American CEOs are being courted by China’s neighbours. CEOs are paying attention.

China’s neighbours are courting American CEOs who are more willing to have their products manufactured in other regions of Southeast Asia in an attempt to take advantage of the present tensions with the US.

At the Asia Pacific Economic Cooperation (APEC) Summit in San Francisco this past week, China’s Asian rivals were actively lobbying, even as Chinese President Xi Jinping attempted to provide his own argument for why the US business community should continue doing business with him.

President Joe Biden and Chinese President Xi gathered at a resort about 35 miles away on the same day as American CEOs and officials of other Southeast Asian countries mingled inside a San Francisco conference centre.

With the Malaysian prime minister was PricewaterhouseCoopers International’s global chair. The president of the Philippines was with the CEO of Uber (UBER). Three leaders from Southeast Asia met with the CEO of Microsoft (MSFT).

There were also CEOs available for talks from firms such as GM (GM), Visa (V), Alphabet (GOOG), and ExxonMobil (XOM).

President of Indonesia Joko Widodo declared from the platform that now is the ideal moment to make investments, praising his country’s work in fields like renewable energy and electric cars. In official translation, he termed it “the right and promising choice to make.”

Stronger economic links are also being pushed for by Philippines President Ferdinand R. Marcos Jr., who stated during this week’s APEC meeting that “this opportunity to collaborate once more is light in the economic horizon in our efforts to preempt a prolonged downturn and its very negative consequences.”

Because of the US-China trade conflict, American businesses have long sought to diversify their supply networks beyond China. The COVID-19 outbreak sped up such conversations as factories and ports in China closed, making it impossible for businesses to export goods out of the second-biggest economy in the world.

Due to the ambiguity surrounding the Chinese economy and the geopolitical situation, more businesses are now thinking about making such a move.

This past week, the Biden administration strongly endorsed the diversification plan. Treasury Secretary Janet Yellen urged businesses to consider “friend-shoring,” or concentrating on nations who are reliable trading partners.

According to Shehzad Qazi, executive director of China Beige Book, “there is no doubt that these other Southeast Asian countries are going to be making a strong pitch for why they need to be added to the supply chain basket.”

“I think the question that the CEOs and their staff will be wondering about continuously is, do these other countries have the capacity to become big players.”

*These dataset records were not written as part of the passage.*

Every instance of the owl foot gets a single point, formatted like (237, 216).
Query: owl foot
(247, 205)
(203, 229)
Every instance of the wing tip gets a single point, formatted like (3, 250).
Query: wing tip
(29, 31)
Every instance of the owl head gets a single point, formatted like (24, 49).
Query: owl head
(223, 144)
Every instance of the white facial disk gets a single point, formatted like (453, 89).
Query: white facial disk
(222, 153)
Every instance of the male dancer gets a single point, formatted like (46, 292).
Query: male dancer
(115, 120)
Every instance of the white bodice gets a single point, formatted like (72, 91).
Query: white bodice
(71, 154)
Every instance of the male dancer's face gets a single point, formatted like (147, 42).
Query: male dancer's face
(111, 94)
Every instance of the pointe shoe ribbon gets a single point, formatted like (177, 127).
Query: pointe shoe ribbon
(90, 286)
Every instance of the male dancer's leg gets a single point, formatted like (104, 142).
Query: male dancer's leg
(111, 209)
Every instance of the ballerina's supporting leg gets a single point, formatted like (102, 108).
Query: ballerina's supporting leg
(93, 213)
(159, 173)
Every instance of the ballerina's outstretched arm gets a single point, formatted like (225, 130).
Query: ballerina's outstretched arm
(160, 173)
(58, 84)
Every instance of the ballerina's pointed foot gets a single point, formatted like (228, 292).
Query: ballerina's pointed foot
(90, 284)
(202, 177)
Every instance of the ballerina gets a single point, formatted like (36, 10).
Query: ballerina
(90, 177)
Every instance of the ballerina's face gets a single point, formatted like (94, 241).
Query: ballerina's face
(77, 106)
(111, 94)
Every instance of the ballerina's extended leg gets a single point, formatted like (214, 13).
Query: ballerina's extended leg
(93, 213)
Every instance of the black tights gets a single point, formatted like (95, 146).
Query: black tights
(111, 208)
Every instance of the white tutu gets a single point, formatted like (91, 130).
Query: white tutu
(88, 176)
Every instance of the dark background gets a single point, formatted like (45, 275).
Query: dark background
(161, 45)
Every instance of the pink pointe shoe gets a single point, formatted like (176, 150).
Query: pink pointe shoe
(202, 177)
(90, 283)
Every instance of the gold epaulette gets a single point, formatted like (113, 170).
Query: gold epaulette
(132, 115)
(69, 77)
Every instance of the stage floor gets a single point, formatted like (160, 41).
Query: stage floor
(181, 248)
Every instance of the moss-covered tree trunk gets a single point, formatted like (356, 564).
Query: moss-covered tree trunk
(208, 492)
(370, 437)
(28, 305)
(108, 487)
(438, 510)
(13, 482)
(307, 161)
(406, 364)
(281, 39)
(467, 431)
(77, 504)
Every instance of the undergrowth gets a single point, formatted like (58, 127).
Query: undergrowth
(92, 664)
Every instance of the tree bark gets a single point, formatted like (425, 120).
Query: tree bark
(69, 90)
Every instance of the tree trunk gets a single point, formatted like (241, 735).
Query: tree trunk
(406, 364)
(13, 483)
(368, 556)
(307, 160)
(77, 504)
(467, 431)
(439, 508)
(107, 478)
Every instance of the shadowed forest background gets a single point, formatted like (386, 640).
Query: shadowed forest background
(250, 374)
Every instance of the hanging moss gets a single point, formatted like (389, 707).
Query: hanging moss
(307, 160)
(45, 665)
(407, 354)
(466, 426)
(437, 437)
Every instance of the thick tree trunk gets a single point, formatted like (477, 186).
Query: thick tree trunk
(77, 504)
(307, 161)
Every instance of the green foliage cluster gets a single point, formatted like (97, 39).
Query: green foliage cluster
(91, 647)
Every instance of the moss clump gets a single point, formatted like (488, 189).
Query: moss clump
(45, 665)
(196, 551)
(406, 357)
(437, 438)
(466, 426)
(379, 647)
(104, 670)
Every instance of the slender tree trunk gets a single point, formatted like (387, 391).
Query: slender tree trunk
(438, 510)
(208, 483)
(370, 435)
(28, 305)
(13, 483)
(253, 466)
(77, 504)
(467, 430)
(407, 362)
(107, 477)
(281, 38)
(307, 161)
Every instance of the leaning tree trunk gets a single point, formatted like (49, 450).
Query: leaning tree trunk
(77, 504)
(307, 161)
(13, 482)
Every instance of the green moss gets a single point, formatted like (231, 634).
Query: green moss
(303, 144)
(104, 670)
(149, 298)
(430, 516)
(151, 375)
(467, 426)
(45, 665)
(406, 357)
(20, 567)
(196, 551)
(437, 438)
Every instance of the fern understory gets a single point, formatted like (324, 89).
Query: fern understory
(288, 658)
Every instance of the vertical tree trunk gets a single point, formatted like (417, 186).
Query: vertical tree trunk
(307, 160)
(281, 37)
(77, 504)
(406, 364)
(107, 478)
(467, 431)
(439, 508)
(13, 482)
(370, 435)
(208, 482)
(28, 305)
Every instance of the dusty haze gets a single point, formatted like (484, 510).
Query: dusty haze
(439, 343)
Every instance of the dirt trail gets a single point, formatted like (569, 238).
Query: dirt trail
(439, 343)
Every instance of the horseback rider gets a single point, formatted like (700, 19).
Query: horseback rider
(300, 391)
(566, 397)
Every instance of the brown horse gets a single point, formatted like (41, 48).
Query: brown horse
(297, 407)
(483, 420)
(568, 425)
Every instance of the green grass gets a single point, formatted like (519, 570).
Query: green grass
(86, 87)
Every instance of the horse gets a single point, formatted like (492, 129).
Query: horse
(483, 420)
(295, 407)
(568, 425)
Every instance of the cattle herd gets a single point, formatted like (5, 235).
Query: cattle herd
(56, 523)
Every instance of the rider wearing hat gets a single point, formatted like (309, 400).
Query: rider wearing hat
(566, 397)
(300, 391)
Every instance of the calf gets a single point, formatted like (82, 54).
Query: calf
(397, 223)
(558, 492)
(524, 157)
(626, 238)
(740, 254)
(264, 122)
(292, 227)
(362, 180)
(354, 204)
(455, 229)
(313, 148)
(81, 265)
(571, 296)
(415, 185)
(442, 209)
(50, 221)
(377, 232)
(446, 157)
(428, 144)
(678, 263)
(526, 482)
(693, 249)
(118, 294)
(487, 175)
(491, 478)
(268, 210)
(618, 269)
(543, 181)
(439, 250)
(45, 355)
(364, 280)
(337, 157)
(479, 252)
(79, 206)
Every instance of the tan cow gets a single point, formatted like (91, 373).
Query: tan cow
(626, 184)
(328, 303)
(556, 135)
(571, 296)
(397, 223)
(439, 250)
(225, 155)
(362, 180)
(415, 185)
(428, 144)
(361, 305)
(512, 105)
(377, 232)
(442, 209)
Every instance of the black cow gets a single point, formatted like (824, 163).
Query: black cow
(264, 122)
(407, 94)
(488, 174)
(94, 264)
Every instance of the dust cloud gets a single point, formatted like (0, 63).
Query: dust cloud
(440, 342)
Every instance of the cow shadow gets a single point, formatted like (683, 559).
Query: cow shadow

The shift to renewable energy and digital manufacturing, according to experts, present the greatest prospects for companies looking to expand into Asian nations outside of China.

In India, it has already taken place. For businesses like Tesla (TSLA) and Apple (AAPL), which has long depended on Chinese manufacturers for its iPhone components, that nation has emerged as a significant alternative to China. India is not an APEC member.

According to Nicholas Lardy, a specialist in Chinese economics at the Peterson Institute for International Economics, Vietnam is positioning itself as a middleman in an attempt to profit from both China and the US.

Chinese companies “are producing things [in Vietnam] and selling them into the US and avoiding the tariffs,” he writes. “So this is a workaround.”

However, Lardy and Rhodium Group Director Reva Goujon both note that the West may wind up suffering as a result of these intricate arrangements.

“It’s kind of ironic because the US is trying to pull these countries into our orbit and reduce their dependence on China, but their dependence on China is actually growing,” Lardy says.

This past week, the president of China launched his own charm assault.

He attempted to reassure the CEOs in attendance at a dinner on Wednesday night, which included FedEx CEO Raj Subramaniam, Boeing Commercial Aeroplanes CEO Stan Deal, and Apple CEO Tim Cook, by implying that his political restrictions would be less stringent moving ahead.

Along with his panda diplomacy, he hinted that the National Zoo in Washington, D.C. would be getting new bears after the previous ones were sent back to the PRC earlier this year.

Furthermore, Xi made a clear reference to the growing rivalry between his neighbours in a second written statement when he said that “China has become a synonym of the best investment destination, and that the ‘next China’ is still China.”

“Decoupling and supply-chain disruption are not in anyone’s interests,” he stated.

In the coming months and years, China may potentially profit from the difficult attempts to establish a trading framework throughout the Asian region.

At a luncheon on Wednesday that was attended by Xi and CEOs, Commerce Secretary Gina Raimondo recognised that many American companies were still very interested in China.